Aisha, a jovem retratada, teve o nariz e as orelhas decepados por ter fugido de seus sogros, que a maltratavam. Um comandante talibã do vilarejo onde morava a condenou – apesar de suas queixas de que era tratada pela família do marido como escrava – para que outras mulheres não tentassem seguir seu exemplo. Seu cunhado a segurou e seu próprio marido a cortou. Ela hoje vive escondida em um abrigo para mulheres e, com a ajuda de uma organização humanitária da California, deverá viajar aos EUA para passar por uma cirurgia reparadora.

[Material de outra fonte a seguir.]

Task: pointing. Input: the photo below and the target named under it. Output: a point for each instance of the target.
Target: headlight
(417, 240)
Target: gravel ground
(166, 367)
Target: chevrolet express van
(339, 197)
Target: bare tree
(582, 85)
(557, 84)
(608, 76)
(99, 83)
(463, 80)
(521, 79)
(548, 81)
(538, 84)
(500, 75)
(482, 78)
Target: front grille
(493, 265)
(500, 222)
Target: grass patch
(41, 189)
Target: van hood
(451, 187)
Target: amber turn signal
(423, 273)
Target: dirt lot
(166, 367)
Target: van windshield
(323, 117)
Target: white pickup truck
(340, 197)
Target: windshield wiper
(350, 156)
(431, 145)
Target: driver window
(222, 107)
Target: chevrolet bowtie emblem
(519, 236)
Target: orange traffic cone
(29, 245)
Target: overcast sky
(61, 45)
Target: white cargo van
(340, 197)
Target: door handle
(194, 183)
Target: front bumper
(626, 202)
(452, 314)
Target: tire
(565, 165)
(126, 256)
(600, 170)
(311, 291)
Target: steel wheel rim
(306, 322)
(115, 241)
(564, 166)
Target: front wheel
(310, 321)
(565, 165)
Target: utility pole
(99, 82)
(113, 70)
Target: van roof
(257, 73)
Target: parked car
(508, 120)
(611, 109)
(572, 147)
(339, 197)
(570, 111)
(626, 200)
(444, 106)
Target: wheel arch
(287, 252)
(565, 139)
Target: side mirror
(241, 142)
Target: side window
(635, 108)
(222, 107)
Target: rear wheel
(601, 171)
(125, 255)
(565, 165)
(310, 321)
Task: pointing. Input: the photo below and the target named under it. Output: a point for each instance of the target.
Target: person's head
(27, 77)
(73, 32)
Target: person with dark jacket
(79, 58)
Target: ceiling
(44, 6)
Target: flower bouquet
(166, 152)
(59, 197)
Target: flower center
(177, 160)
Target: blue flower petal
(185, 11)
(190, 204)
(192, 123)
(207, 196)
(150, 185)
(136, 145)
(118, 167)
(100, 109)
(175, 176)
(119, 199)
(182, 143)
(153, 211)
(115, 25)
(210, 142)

A foto da capa é acompanhada por uma história forte de como as mulheres afegãs abraçaram as liberdades conquistadas com a queda do Talibã, e como elas temem a volta do regime. Aisha decidiu posar para a foto porque ‘quer que o mundo veja o efeito que a volta do Talibã teria para as mulheres no Afeganistão’, diz um artigo do editor Richard Stengel no site da Time.
Choque
Stengel diz que pensou muito antes de publicar a imagem, em primeiro lugar preocupado com a segurança de Aisha. ‘Eu queria ter certeza de que ela entendia o que significa estar na capa’, conta. ‘Ela sabe que se tornará um símbolo do preço que mulheres afegãs têm que pagar pela ideologia repressora do Talibã. Nós também confirmamos que ela está em um lugar secreto protegido por guardas armados e mantido pela ONG Mulheres pelas Mulheres Afegãs’.
A segunda preocupação do editor era com o choque que a imagem poderia causar – principalmente em crianças. Ele afirma que consultou psicólogos e mostrou a foto para seus dois filhos, de nove e 12 anos. ‘Eles imediatamente sentiram pena de Aisha e perguntaram por que alguém faria tanto mal a ela’, conta.
Discurso militar
Stengel defende, no texto, a decisão de publicar a foto. ‘Peço desculpas aos leitores que acharem a imagem forte demais. Mas coisas ruins acontecem com as pessoas, e é parte do nosso trabalho confrontá-las e explicá-las. No fim das contas, eu sinto que a imagem é uma janela para a realidade do que acontece – e do que pode acontecer – em uma guerra que afeta e envolve a todos nós’, diz.
Do lado da imagem de Aisha, a manchete diz: ‘O que acontece se sairmos do Afeganistão’. ‘Eu prefiro confrontar os leitores com o tratamento de mulheres pelo Talibã do que ignorá-lo. Eu prefiro que as pessoas saibam a realidade quando formam suas opiniões sobre o que os EUA e seus aliados deveriam fazer no Afeganistão’, defende Stengel.